# Lack of any parts for a NX 1600



## Guest (Mar 23, 2003)

Can anyone tell me all the few websites where you can get parts for mods for an NX. I can never seem to find much. Anything would be a great start


----------



## sno (Oct 4, 2002)

well it's a b13 chasis so i assume that most of the sentra parts will fit. and you have a ga16 so you can find parts for that. i know they have eibach kits and agx's for the nx1600. try searching on google or maybe ebay. 

ps: why does this thread have 5 stars?


----------



## Guest (Mar 23, 2003)

yeah sorry about the 5 stars i don't really know what i did. But yeah i checked into that a little and i did find some things that were of interest but not much. And the other problem was that there is nothing really for the exterior of the NX. including things like headlight cover, Altezza tails, Body kits there just isnt much i have found. But thanks for ur response


----------



## Sentra_Industies (Oct 31, 2002)

You have a B13, thus theres not much out there. A B13-er is not your average enthusiest/tuner. They dont go for the glitz of Altezzas. 

To be a B13-er your motto must be "DIY- Do It Yourself"

Welcome.


----------



## INX2C (May 31, 2003)

Sussex???
Hey! I'm in T of Delafield!

Anyway, there's lots of stuff out there. And, yes, it's a B13 chassis. So all kinds of Sentra parts fit.
I have both an NX2000 & a Sentra XE (w/ 1.6), and the 1.6 has lots of performance potential. If you put on a header, a cat-back and a cool air intake, you'll feel some extra punch. 
If money's no object, a turbo kit would get you out hunting for SE-Rs, too.
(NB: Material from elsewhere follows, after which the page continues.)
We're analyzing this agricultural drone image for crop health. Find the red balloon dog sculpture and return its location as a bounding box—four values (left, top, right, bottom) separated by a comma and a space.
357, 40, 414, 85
Body parts are tougher to come by. I'm looking for the lower front piece that gets the foglamps to jut out. When I locate it, I'll let you know.
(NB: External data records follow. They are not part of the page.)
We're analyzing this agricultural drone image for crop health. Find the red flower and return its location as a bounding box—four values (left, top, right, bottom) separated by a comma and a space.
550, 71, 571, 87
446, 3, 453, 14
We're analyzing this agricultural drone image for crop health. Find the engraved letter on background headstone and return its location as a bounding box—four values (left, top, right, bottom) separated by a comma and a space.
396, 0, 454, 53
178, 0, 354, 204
Get to know google.com. You can find anything with that.

Hint: in europe the NX sold better. It's called the NX100. Body parts might be easier to find there.

Remember: Civics are like warts & pimples - very very common.

NX is cool and RARE. Just having a stock NX makes you stand out. No need to put Civic crap all over it (like clear taillights & HUGE wings)


----------



## PAIN (Apr 21, 2003)

milwaukee here guys gotta round up all the sentra owners here to run theses civics out of town thats all you see in the streets here in milwaukee and Ive been runnin them into the ground lol .....oh and the nx is a very rare bird here too


----------



## nizmo559 (Mar 4, 2003)

Body kits there is only Eberuni unless you want to ship from over seas kinda sucks.


----------



## INX2C (May 31, 2003)

INX2C said:


> *Hint: in europe the NX sold better. It's called the NX100. Body parts might be easier to find there.
> 
> *


Sorry. I was wrong. The NX is called the "100NX" in Europe /Britain. 
Also, the cool front "skirt" I want is from a company called Postert - Part # N211025 . (about $500) They don't have a dealer network in the USA or Canada. However, I wrote to Postert and they forwarded my inquiry to Carson Toyota/Lexus Performance Center, in Carson CA. They can import these parts.

So... check out european websites. There's dozens of clubs and parts places. Don't be afraid to click on 'em even if theyre not in English. Nissan and 100NX are all you need to know. Then, write 'em an email. All the companies have someone who speaks English. Why? "Cause they wanna make money!

It's gonna cost a few extra bucks to get these things, but it's fun to find and obtain them. 

Wall Mart sells Civic accessories. Therefore, civics are for common folk.

A little extra effort and thought gives you something UNIQUE.

Good hunting!


----------



## Lowell-94R/T-TT (Jul 15, 2003)

I agree on the lack of available parts. I purchased a NX 1600 as a daily driver so I do not put so many miles on my track car. I want to hava a little fun with it but can not find a good selection of parts. I guess most of this will be custom fab stuff.


----------



## Pretty White (May 6, 2002)

There are tons of bodyparts. Not much in the engine area unless you look at the NPM and see project 1.6


----------